S’agissant de la première condition, il n’apparaît pas en l’espèce que le jugement de départage entrepris soit insuffisamment motivé, le conseil de prud’hommes ayant acquis sa conviction d’un licenciement sans cause réelle et sérieuse de Mme Y Z, à laquelle une faute grave été reprochée, en citant les pièces qui l’étayent sans que le conseil de prud’hommes soit obligé de se justifier sur celles qu’il a écartées.
L’indemnité pour licenciement abusif comporte quant à elle une motivation détaillée.
En tout état de cause, ce prétendu défaut de motivation ne constitue en rien une violation manifeste de l’article 12 du code de procédure civile et ne pourra donc entraîner la suspension de l’exécution provisoire de droit.
En ce qui concerne la suspension de l’exécution provisoire ordonnée par le conseil de prud’hommes en application de l’article 515 du code de procédure civile, elle concerne essentiellement l’indemnité pour licenciement abusif et celle allouée par le premier juge sur le fondement de l’article 700 du code de procédure civile, les autres sommes relevant de l’exécution provisoire de droit au titre des dispositions du 3° de l’article R.1425-28 du code du travail.

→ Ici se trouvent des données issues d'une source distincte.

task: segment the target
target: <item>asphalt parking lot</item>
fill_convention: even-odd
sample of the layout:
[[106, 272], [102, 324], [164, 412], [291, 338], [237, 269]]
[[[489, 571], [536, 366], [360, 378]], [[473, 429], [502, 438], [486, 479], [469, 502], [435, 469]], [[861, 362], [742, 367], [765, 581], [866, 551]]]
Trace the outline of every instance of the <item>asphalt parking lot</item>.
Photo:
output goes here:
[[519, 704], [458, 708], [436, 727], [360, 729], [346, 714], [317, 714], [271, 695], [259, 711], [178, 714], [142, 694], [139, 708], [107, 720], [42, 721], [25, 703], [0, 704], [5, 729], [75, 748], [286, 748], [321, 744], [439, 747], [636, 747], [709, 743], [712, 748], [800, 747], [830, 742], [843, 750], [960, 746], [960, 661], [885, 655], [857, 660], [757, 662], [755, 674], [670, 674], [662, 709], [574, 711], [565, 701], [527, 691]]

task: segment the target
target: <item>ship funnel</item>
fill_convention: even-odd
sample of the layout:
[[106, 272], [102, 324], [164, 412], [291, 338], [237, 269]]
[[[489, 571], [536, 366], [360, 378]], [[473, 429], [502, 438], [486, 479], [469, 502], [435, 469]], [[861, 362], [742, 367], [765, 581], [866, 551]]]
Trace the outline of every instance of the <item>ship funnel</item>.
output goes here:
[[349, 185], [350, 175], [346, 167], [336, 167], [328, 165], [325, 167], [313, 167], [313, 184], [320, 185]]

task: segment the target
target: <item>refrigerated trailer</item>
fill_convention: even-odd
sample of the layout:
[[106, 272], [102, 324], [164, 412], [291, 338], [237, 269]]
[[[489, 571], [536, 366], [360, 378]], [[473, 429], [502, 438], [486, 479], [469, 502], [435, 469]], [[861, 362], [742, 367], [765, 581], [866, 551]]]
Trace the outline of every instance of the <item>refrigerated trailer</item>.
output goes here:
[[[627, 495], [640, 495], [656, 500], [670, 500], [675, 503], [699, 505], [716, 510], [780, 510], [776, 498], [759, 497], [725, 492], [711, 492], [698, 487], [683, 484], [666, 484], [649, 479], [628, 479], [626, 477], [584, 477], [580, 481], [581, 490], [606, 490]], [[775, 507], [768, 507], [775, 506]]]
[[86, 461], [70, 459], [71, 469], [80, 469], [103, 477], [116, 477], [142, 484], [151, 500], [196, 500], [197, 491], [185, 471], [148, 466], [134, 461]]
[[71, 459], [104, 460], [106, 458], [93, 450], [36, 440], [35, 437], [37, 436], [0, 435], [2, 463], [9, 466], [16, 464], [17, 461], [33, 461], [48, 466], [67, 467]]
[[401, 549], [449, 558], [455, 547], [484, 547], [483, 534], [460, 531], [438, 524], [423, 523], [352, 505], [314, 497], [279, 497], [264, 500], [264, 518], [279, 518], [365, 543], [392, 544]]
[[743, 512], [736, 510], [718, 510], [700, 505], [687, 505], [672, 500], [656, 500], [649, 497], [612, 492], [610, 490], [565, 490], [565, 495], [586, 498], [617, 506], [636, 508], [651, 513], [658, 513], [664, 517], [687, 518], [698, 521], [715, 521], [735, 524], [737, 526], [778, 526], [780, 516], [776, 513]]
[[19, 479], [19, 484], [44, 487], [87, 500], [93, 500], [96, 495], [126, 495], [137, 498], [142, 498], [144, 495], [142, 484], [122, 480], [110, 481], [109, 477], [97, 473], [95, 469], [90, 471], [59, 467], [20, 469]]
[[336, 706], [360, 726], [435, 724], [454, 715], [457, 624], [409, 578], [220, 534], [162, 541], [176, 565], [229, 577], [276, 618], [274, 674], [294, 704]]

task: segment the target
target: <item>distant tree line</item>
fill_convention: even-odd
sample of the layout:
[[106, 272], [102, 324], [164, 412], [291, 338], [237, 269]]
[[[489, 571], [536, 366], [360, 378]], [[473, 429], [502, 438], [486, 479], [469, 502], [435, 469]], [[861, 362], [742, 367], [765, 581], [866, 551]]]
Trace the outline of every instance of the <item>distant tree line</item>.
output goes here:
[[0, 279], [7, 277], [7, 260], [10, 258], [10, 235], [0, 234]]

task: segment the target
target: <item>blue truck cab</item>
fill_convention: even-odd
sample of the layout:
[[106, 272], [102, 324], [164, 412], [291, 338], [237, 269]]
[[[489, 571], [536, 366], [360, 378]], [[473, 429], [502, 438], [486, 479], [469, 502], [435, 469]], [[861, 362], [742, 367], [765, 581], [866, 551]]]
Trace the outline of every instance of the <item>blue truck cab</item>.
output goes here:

A cet égard, la société C Events Communication produit un bilan 2020 et un extrait du compte de résultat 2020, laissant apparaître une perte de 16.386 euros ; une attestation non datée d’une société d’expertise comptable indiquant un chiffre d’affaires de 102.004 euros HT au 31 août 2020 ; d’autres extraits du bilan et du compte de résultat, arrêtés au 30 septembre 2020, mentionnant un chiffre d’affaires de 158.457 euros pour les 3 premiers trimestres 2020, contre un chiffre d’affaires de 298.103 euros calculé au 31 décembre 2019 ; des situations comptables mensuelles de l’Urssaf pour 2019 et 2020.
Elle fait valoir sa situation fortement obérée par la crise sanitaire alors qu’elle a une activité dans l’événementiel.
Toutefois, Mme Y Z fait justement observer qu’elle ne livre aucune information sur les aides gouvernementales qu’elle a pu percevoir ou les prêts garantis qu’elle a pu souscrire.
Si la baisse du chiffre d’affaires de la société C Events Communication apparaît réelle et d’une ampleur certaine, celle-ci ne parvient toutefois pas suffisamment à caractériser le risque de conséquences manifestement excessives dont elle se prévaut.
Il n’y ainsi pas lieu à ordonner la suspension de l’exécution provisoire du jugement entrepris.
Sur l’article 700 du code de procédure civile :
Il est équitable d’allouer à Mme Y Z une indemnité de procédure de 2.500 euros.
PAR CES MOTIFS
Rejetons la demande de suspension de l’exécution provisoire du jugement du conseil de prud’hommes de Paris du 26 juin 2020,
Condamnons la société par actions simplifiée à associé unique C Events Communication à payer à Mme Y Z la somme de 2.500 euros sur le fondement de l’article 700 du code de procédure civile,
Condamnons la société par actions simplifiée à associé unique C Events Communication aux dépens.